153人が本棚に入れています
本棚に追加
「絵美ちゃん…私…無くしちゃったの。おばあちゃんに貰った御守りを無くしちゃったの」
目からポロポロと、涙がこぼれ落ちていく。壊れた蛇口みたいにとめどめなく流れる。教室の床にシミが1つでき、2つでき、やがて1つの円となる。

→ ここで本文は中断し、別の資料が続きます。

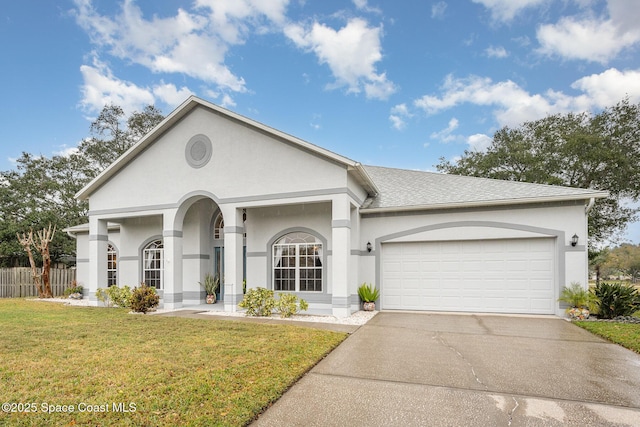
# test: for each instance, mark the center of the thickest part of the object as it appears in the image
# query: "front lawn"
(625, 334)
(99, 362)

「おばあちゃんに、絶対に無くしたら駄目だって言われてたのに…私…」
泣いてるあたしを見て、絵美ちゃんは慌てて言った。
「泣かないで、久美ちゃん。私も一緒に探してあげるから、ねっ!?」
「でも…そんなの悪いよ…」
「大丈夫。それに一緒に探した方が、早く見つかるでしょ??だから一緒に探そうね」
絵美ちゃんの言葉は優しさが詰まっている。その優しさがあたしを落ち着かせる。瞳はまだ涙でうるうるしたままだけど……
「ありがとう、絵美ちゃん……」
「全然いいよ!!私たち友達でしょ??友達が困ってたら助けるなんて当たり前じゃん。よしっ、早く探そ!!」
友達……。私たちは友達なんだ。困ったらお互い助け合うような仲なんだよね。
「うんっ!!」
あたしは大きくうなずいた。声には元気が戻っていた。
最初のコメントを投稿しよう!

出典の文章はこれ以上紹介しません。